Чопорная привратница провела его по длинным коридорам, через подпольную винокурню, и на пороге гостиной, устланной пурпурными коврами и сияющей позолоченной резьбой на стенах, объявила о его приходе. Там было человек двадцать. Неверс запомнил немногих: хозяев дома – господина Френзине, его супругу и дочь Карлоту, девочку двенадцати-тринадцати лет, – все тучные, низенькие, плотные, розовые, – и некоего господина Ламберта, который прижал его к горке с пирожными и спросил, не считает ли он, что главное в человеке – чувство собственного достоинства (Неверс всполошился, поняв, что тот ждет ответа, но тут вмешался другой гость: «Вы правы, поведение губернатора…»). Неверс отошел. Ему хотелось послушать о губернаторе, но он не желал ввязываться в интриги. Неверс повторил про себя фразу незнакомца, фразу Ламберта, заключил, что «всякая вещь есть символ всякой другой вещи» и остался доволен собой. Запомнил он и некую госпожу Верне. Она томно ходила кругами, и Неверс подошел с ней поговорить. Сразу узнал о том, как возвысился Френзине: еще вчера подметал пол в питейном заведении, а сегодня – «король» местных золотых приисков. Выяснил, что Ламберт – комендант островов и что Педро Кастель, губернатор, сам расположился на островах, а коменданта отправил в Кайенну. Это неприемлемо, Кайенна всегда являлась центром управления. Но Кастель всегда идет против правил, он хочет оставаться один на один с заключенными… Еще эта госпожа осудила Кастеля за то, что он пишет и публикует в престижных специальных журналах короткие стихотворения в прозе.

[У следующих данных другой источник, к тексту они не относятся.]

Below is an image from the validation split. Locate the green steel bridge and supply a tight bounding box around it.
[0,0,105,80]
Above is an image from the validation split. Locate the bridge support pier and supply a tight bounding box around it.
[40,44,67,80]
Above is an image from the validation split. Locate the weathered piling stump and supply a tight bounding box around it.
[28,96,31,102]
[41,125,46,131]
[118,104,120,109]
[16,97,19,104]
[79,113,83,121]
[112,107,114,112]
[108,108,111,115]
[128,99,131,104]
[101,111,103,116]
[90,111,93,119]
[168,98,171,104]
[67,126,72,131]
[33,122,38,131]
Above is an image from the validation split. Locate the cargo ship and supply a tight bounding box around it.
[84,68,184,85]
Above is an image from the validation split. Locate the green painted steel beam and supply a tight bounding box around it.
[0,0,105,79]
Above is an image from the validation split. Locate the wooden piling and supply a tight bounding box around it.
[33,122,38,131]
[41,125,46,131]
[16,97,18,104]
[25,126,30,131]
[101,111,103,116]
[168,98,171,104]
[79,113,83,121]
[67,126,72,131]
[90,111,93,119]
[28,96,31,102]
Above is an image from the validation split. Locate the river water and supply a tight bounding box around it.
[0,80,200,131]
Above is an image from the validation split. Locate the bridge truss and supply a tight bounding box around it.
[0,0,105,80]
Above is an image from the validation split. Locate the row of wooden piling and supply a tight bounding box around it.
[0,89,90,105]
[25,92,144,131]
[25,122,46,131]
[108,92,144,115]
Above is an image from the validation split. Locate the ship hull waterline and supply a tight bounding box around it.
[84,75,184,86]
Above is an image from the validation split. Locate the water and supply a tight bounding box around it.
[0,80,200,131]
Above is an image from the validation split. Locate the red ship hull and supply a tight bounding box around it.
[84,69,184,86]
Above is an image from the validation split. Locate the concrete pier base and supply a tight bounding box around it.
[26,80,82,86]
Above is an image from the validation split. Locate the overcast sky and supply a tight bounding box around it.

Перешли в столовую. Справа от Неверса сидела госпожа Френзине, слева – жена президента Банка Гвианы, а напротив, за четырьмя гвоздичками, изгибавшимися арками над высокой вазой синего стекла, – Карлота, дочь хозяев дома. Вначале постоянно звучал смех, было весьма оживленно. Неверс заметил, что вокруг него разговор затихал. Правда, по его собственному признанию, он сам не отвечал, когда к нему обращались, а старался припомнить то, что вычитал вечером в «Ларуссе». Преодолев «амнезию», Неверс с энтузиазмом обрушил на гостей свои знания: он заговорил о страже порядка Бентаме, который написал «Защиту лихвы», изобрел гедонистический подсчет общей суммы счастья и тюрьмы-паноптиконы; помянул также систему бесполезных принудительных работ и унылые застенки Оберна. Вроде бы отметил невзначай, как гости, едва он умолкал, спешили сменить тему, но лишь позднее ему пришло на ум, что вряд ли было уместно в таком обществе рассуждать о тюрьмах. Неверс совсем запутался, уже не воспринимал того немногого, о чем говорилось вокруг него, как вдруг из уст госпожи Френзине услышал (так ночью мы слышим собственный крик и просыпаемся) имя: Рене Гиль. Неверс «поясняет»: Я-то сам хоть в обмороке, хоть в бреду могу вспомнить поэта, но то, что о нем упомянула госпожа Френзине, было удивительно. Он спросил ее довольно дерзко:
– Разве вы знаете Гиля?
– Да как не знать-то? Не сосчитать, сколько раз я сидела у него на коленях, в кафе моего отца, в Марселе. Я тогда была девчонкой… барышней то есть.